Sunny was now listening intently. Tillman’s voice had dropped an octave, but the bitterness in it had ratcheted up a notch.
“I stood up from the bike and turned toward them. Pulled out my shitty little Lorcin .380 and shot one of them in the face. Put a hole right between that shit-eatin’ grin and his fucking nose. Dropped him like a sack of rocks. I remember it like it was yesterday.”
Sunny was still.
“The other one went for his knife, but Wayne had stepped up behind him and put him in a choke hold. He was yellin’ ‘what the fuck Tillman?’ But like a good brother he had the guy trussed up tight. So I pulled out my own knife and gutted the Bastard like a hog in a slaughterhouse.”
Sunny’s eyes were wide. Tillman was staring down at the photo in the broken frame.
Tillman laughed, a quiet little sound that made Sunny’s skin crawl. “Wayne and the prospect were shitting bricks. Hollerin’ why’d I do it and what are we gonna do now. Whining like a couple of bitches. I looked ‘em both in the eye and said we weren’t gonna do nothin’ but leave ‘em to the vultures. We dragged them and their bikes off the road, out into the desert a little bit. But we knew they’d be found. I wanted them to be found.”

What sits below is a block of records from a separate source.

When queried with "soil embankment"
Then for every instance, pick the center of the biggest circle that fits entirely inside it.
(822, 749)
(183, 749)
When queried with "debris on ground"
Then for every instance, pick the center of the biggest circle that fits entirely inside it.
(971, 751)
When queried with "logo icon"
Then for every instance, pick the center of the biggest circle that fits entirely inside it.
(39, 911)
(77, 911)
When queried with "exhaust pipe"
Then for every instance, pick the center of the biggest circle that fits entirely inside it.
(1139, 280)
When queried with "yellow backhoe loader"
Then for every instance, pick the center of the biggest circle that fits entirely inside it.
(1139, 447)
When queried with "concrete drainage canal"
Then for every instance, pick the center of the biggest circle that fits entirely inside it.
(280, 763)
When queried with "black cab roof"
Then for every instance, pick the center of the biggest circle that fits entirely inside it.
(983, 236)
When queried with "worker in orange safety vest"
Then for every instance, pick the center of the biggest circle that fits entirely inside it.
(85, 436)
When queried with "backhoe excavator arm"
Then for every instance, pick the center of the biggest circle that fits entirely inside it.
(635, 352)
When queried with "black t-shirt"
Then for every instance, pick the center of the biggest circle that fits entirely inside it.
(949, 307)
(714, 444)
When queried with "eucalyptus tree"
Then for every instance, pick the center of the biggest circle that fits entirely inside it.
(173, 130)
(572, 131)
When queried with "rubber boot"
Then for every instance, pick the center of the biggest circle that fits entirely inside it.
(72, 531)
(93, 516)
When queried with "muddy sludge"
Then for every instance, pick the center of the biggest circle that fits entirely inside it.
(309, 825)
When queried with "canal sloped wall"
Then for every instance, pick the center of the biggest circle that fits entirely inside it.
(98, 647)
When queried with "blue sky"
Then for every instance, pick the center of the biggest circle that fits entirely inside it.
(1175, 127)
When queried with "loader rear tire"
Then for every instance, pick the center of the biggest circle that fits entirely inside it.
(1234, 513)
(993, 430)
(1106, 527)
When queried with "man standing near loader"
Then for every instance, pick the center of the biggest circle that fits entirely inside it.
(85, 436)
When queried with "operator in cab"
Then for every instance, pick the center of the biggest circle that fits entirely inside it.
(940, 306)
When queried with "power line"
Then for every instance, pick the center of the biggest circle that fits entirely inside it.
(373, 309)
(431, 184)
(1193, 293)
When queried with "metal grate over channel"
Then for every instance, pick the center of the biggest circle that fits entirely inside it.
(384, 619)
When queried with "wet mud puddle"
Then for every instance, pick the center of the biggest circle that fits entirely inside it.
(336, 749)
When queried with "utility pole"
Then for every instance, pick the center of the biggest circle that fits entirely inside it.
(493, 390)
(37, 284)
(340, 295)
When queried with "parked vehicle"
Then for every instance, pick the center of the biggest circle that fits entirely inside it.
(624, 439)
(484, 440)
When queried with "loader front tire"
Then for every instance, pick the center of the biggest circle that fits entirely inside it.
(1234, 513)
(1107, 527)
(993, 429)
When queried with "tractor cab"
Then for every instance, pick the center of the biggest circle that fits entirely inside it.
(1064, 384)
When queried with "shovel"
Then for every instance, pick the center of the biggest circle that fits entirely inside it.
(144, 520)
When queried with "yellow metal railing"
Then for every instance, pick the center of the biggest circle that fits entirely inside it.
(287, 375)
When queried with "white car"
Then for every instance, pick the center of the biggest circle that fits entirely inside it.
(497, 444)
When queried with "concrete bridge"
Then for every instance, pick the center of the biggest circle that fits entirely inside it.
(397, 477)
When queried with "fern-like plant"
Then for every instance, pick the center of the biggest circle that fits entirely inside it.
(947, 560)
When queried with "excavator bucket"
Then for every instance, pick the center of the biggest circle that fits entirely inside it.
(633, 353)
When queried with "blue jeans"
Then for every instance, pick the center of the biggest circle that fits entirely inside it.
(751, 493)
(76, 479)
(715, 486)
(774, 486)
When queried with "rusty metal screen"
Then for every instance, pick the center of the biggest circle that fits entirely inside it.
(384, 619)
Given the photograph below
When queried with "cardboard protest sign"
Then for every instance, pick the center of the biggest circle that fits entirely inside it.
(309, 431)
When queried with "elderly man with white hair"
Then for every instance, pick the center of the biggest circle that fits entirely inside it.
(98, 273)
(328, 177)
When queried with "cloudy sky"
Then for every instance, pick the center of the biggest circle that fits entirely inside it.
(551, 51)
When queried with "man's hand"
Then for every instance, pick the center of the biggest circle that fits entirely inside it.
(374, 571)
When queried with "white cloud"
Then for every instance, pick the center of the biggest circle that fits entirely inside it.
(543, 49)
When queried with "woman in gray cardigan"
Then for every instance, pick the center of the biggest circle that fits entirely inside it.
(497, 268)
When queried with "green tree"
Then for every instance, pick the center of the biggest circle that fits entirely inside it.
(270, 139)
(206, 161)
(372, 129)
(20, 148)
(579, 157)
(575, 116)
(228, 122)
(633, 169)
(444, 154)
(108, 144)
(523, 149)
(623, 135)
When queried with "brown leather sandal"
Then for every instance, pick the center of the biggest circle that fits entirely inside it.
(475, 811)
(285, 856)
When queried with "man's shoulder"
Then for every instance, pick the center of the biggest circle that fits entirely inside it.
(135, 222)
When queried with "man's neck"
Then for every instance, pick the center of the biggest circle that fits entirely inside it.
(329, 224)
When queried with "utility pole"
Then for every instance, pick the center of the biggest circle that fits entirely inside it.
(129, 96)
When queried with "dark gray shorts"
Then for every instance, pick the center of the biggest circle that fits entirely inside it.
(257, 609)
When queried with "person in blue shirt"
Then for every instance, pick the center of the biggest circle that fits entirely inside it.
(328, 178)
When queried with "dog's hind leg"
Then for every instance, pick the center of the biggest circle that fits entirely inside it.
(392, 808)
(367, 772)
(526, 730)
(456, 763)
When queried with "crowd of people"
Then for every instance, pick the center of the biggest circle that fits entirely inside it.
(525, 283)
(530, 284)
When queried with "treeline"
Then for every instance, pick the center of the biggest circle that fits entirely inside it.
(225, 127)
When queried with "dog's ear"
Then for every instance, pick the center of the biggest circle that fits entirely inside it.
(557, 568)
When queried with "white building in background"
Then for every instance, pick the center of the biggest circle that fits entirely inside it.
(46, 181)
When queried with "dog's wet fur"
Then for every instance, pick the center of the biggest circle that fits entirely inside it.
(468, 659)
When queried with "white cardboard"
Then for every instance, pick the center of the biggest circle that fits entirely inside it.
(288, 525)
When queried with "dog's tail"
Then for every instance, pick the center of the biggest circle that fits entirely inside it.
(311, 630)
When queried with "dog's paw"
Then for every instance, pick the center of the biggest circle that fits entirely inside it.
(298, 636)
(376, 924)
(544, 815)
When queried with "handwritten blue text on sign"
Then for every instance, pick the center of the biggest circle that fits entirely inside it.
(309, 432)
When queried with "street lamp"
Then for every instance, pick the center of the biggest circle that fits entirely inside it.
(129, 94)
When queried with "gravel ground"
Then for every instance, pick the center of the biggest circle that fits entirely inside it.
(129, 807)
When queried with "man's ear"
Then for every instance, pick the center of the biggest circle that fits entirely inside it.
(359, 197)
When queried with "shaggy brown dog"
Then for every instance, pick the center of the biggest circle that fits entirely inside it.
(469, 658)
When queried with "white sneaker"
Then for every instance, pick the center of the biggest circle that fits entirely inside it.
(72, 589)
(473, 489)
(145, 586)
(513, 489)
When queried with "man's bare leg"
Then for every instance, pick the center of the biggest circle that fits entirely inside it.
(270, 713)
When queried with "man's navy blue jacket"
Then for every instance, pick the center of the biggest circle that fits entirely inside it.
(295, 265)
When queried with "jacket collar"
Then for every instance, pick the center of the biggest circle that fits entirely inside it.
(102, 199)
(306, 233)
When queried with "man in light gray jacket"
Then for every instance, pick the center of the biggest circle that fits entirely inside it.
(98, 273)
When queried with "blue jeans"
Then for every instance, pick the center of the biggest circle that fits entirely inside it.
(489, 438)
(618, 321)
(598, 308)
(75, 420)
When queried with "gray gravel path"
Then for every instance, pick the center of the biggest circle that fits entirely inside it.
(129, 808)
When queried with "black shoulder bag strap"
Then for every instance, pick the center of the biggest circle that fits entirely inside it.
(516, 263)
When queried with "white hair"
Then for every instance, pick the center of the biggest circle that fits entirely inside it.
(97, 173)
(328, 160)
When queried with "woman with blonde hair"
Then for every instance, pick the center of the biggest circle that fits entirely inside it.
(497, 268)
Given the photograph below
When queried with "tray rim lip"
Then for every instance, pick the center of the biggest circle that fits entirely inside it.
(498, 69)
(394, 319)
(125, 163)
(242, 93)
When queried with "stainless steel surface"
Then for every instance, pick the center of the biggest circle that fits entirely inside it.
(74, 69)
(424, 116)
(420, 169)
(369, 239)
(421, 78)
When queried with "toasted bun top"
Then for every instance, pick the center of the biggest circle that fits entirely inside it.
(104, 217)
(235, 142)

Tillman looked up from the picture. “And that got us some cred. Well, me anyhow. The pigs never figured out who wasted those two Bastards out there. Probably didn’t really care, to tell the truth. But the Rattlers knew, the ones what mattered, anyhow. And they looked at me differently after that, now that they knew what I was made of.”
Tillman set the broken picture frame back down on the table, looked up at Sunny and said, “Some of ‘em were proud. The rest were scared.” Tillman leaned forward. “Which are you? Sunny?”
Sunny held his gaze a moment, swallowed, then said “Proud.” It was a lie.
“Good. Now find me another phone, I need to call up to Barstow.”